I mention the German Wipe on Gematrie because the English one says nothing about the prior use of letters to represent numbers as a “hack” due to the absence of special numeric symbols. The English article rushes right into Rabbinic and Kabbalistic hermeneutics. If learned Jews had not been gobbled up by all that silliness, they might have found time to invent Word for Windows before the Baby Jesus burst on the world.
Thanks Stu, but I’m left wondering what practical use that all thing might have if you are not a programmer, i.e. for a layman like me. (Incidentally, I loved the gematria “games” in Potok’s novel The Chosen.)
Sig, when you drive a car and it just stops, rudimentary knowledge of how a car works helps you to identify whether you’ve merely run out of gas, or need to contact a car mechanic.
To know the unicode priniciple should help you to identify certain problems on your computer as unicode/keyboard/font mismatch problems, so that you know to contact a unicode mechanic to fix them.
Stu, if there were funny signs suddenly appearing on my computer screen, like skulls and bones, smileys or ampersands, I would certainly not start to unscrew the back of the damn machine to feed it some unicode from a character table that might or might not put it back on the right track. I would certainly leave it to mechanics and their greasy hands!
Well, even for people with no interest in Unicode as a coded character set, Unicode as a vast repertoire of characters can still be compelling. Go to the code charts and check out the stark angularity of Old South Arabian, the Greekness in disguise of Gothic, the still-mysterious pictographs of the Phaistos Disc, the bald heads of Oriya, the whorls of Saurashtra, the misleading familiarity of Cherokee, the Braille dots, the Yijing (I Ching) hexagrams, the dingbats, the emoticons. I can admire as well as anybody the powerful sweep of mighty generalizations in physics or real analysis that bring skrillions of separate examples under their control, explaining much with little. But my heart is given to the complicated domains of learning, the natural numbers and discrete mathematics generally, natural and constructed languages in all their diversity, writing systems.
John, you are right, the possibilities are mind-boggling. By lifting your eyes to the top of this page maybe you could have also taken Steve’s banner into account: we could also write in cuneiform thanks to Unicode:
http://www.unicode.org/charts/PDF/U12000.pdf
Now how one would physically do that here without a proper calamus remains a mystery to me.

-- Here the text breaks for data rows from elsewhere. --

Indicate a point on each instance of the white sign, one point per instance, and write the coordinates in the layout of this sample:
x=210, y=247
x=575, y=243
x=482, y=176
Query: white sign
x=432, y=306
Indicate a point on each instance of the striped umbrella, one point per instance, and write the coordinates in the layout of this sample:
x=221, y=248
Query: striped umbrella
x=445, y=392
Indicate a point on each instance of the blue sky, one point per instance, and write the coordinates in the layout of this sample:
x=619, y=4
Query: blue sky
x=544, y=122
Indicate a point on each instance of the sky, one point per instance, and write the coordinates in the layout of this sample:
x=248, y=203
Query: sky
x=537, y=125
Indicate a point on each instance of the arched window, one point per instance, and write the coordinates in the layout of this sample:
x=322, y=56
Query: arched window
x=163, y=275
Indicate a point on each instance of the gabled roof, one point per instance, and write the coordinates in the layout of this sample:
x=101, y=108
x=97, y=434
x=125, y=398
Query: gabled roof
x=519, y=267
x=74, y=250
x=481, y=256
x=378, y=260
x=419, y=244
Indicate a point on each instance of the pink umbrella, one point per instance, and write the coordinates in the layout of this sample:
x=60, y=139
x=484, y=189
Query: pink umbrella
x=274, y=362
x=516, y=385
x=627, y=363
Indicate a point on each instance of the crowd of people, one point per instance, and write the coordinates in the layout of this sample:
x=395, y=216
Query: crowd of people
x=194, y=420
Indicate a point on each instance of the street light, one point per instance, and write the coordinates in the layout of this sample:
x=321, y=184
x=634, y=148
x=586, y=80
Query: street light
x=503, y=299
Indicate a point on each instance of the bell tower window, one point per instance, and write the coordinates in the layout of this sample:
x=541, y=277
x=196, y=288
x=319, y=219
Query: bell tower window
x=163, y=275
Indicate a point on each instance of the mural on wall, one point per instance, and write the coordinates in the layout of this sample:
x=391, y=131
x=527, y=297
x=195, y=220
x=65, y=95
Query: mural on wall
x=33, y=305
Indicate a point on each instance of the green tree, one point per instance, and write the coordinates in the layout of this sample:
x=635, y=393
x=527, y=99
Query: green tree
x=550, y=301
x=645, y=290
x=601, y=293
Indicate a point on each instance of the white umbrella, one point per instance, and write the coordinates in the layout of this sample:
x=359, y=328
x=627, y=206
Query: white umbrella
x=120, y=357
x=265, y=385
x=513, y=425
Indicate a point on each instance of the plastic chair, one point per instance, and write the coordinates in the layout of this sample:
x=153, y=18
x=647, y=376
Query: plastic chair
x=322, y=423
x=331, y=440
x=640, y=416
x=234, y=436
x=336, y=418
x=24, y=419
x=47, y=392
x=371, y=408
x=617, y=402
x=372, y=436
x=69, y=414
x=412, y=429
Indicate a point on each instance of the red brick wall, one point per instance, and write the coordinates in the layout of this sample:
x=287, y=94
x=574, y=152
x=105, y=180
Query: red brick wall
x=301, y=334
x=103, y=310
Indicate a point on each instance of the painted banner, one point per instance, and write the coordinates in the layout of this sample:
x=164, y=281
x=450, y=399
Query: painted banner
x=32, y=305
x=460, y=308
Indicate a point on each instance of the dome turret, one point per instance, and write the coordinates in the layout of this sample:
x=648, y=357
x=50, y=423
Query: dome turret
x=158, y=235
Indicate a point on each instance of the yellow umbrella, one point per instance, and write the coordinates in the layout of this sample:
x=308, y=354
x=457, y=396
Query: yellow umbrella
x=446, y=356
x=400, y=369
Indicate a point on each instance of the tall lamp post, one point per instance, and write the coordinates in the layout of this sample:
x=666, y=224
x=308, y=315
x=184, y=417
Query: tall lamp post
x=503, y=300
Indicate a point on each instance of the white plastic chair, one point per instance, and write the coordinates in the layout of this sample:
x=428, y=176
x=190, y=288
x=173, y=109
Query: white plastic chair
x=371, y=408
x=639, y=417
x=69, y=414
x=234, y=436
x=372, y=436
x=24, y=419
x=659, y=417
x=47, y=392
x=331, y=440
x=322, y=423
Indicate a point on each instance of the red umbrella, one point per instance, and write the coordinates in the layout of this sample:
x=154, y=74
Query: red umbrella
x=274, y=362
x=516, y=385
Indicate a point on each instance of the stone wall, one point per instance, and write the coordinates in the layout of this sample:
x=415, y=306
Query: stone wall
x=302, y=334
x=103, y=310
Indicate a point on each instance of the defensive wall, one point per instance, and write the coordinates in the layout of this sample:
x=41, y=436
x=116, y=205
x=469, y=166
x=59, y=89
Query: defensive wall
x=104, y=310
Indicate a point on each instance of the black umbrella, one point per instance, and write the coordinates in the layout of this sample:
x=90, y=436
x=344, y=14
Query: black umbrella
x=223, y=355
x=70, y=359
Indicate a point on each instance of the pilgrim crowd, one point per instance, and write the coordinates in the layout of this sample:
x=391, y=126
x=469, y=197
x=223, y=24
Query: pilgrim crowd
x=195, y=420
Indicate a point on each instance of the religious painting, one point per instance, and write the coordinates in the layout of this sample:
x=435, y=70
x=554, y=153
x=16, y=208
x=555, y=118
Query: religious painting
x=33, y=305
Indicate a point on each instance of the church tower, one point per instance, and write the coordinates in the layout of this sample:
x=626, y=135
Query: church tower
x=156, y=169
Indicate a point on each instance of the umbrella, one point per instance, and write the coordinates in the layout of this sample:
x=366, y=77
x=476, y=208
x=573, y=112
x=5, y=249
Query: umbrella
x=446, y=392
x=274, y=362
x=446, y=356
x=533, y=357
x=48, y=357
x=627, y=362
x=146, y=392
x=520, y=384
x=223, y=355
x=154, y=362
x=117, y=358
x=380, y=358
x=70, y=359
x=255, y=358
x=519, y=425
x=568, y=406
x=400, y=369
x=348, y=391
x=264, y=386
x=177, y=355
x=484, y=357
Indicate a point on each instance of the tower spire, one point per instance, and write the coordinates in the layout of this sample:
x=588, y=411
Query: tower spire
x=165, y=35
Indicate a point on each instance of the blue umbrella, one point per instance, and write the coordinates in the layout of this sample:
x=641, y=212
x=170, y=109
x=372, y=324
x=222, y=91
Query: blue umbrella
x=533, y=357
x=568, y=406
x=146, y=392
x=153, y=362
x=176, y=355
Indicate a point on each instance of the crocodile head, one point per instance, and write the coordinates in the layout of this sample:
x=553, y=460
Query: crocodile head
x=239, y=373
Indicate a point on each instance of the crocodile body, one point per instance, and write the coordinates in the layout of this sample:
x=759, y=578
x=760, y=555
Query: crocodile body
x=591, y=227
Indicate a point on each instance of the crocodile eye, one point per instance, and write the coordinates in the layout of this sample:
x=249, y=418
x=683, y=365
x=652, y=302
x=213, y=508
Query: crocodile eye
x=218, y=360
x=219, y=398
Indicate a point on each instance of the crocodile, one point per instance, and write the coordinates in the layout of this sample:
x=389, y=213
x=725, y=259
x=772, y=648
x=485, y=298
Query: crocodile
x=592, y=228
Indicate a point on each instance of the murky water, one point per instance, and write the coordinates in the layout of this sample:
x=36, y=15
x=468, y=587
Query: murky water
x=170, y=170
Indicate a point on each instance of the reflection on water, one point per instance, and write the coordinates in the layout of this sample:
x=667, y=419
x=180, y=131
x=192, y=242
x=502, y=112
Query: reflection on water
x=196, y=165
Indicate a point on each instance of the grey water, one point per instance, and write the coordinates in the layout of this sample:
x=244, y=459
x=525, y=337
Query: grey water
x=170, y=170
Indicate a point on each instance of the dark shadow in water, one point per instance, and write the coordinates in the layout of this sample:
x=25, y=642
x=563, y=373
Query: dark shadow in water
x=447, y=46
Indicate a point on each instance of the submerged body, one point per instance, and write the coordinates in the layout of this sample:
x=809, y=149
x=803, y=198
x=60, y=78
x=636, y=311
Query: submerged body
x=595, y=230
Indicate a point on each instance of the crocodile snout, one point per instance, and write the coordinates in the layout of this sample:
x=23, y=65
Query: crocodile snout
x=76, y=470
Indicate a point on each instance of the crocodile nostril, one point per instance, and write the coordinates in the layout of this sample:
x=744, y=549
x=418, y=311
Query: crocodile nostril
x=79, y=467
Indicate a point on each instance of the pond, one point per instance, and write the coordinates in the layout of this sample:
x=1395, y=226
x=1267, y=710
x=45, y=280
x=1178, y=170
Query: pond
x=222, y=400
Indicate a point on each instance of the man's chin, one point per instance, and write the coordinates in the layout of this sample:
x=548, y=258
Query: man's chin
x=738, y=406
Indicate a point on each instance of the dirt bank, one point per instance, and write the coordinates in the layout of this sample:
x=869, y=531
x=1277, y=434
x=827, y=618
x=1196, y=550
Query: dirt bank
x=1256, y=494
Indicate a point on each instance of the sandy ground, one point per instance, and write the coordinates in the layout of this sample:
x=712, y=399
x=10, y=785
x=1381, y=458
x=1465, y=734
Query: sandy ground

Could it simply be by typing U12038 or U1203A here?
No, it’s not. Unicode is even more mysterious than I thought. Maybe it comes from Rapa Nui as well.
U12038 or U1203A
That’s almost right. In fact, we must write 𒀸 or 𒀺 respectively to produce 𒀸 and 𒀺. In that way, the cuneiform characters become part of this very comment. If you try this yourself, don’t forget the semicolon at the end of each.
Now whether these characters actually appear to you or me as cuneiform characters, outlined blocks, little groups of numbers, or “last resort” glyphs depends on what fonts we have installed on our computers, and not at all on what Steve or his blog software does. If you see something other than cuneiform, you can install a proper cuneiform font and then redisplay this page, and the Right Thing will appear. (Some older operating systems may not be able to handle characters with five-digit Unicodes such as these, however.)
Maybe it comes from Rapa Nui as well
“Nay,” said I, “I come not from heaven, but from Essex.”
Arrgh, I made a Balls of it. We must write 𒀸 and 𒀺.
Now this is going too far. We must write (but without spaces) & # x 12038 ; and & # x 1203A ;.
In which case, perhaps the Cuneiform Digital Library Initiative may be of interest.